LAS VEGAS — Amazon franchit une nouvelle étape dans la bataille américaine de la mobilité autonome. Sa filiale Zoox a commencé, le 10 août 2026, à facturer des trajets à bord de son robotaxi électrique, un véhicule conçu sans volant, sans pédales et sans poste de conduite. Las Vegas devient ainsi le premier marché commercial de cette architecture automobile pensée, dès l’origine, pour se déplacer sans conducteur humain.

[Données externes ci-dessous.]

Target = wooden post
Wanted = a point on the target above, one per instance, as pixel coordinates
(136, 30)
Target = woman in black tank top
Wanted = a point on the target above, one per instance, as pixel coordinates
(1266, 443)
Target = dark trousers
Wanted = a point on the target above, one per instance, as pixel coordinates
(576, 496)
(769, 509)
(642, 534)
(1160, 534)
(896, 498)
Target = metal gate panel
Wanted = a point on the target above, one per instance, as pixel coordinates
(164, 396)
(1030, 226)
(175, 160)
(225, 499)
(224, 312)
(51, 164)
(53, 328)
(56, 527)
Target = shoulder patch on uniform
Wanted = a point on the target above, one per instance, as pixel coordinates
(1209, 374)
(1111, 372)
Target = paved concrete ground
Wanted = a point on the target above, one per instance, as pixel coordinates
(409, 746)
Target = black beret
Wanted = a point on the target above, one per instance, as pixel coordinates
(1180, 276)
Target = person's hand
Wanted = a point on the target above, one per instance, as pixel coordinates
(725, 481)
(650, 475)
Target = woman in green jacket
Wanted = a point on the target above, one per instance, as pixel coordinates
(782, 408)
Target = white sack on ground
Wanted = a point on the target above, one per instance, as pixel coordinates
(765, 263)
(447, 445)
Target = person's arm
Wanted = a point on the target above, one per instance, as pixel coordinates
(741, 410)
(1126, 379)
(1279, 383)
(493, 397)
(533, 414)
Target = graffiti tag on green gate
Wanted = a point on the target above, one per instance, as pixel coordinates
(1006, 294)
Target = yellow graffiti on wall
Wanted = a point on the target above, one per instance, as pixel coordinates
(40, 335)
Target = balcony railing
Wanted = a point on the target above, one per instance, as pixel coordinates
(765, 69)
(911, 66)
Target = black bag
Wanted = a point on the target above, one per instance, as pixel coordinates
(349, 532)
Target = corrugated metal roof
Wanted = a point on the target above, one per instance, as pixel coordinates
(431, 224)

Avec sa silhouette cubique, déjà comparée à celle d’un « grille-pain », le véhicule rompt avec l’automobile conventionnelle. Zoox n’a pas simplement ajouté des capteurs et un logiciel de conduite autonome à une voiture existante : l’entreprise a élaboré une cabine bidirectionnelle où quatre passagers peuvent s’asseoir face à face. L’absence de commandes traditionnelles constitue précisément l’une des singularités qui avaient retardé son exploitation commerciale, plusieurs normes fédérales américaines ayant été rédigées pour des véhicules dotés d’un conducteur, d’un volant et de pédales.
L’obstacle réglementaire fédéral a été partiellement levé le 30 juillet. La National Highway Traffic Safety Administration (NHTSA) a accordé à Zoox une exemption temporaire autorisant le déploiement commercial de jusqu’à 2 500 véhicules par an pendant deux ans, sous un régime renforcé de surveillance. Cette décision permet désormais à la filiale d’Amazon de percevoir le prix des courses, après une longue période d’essais et de trajets gratuits.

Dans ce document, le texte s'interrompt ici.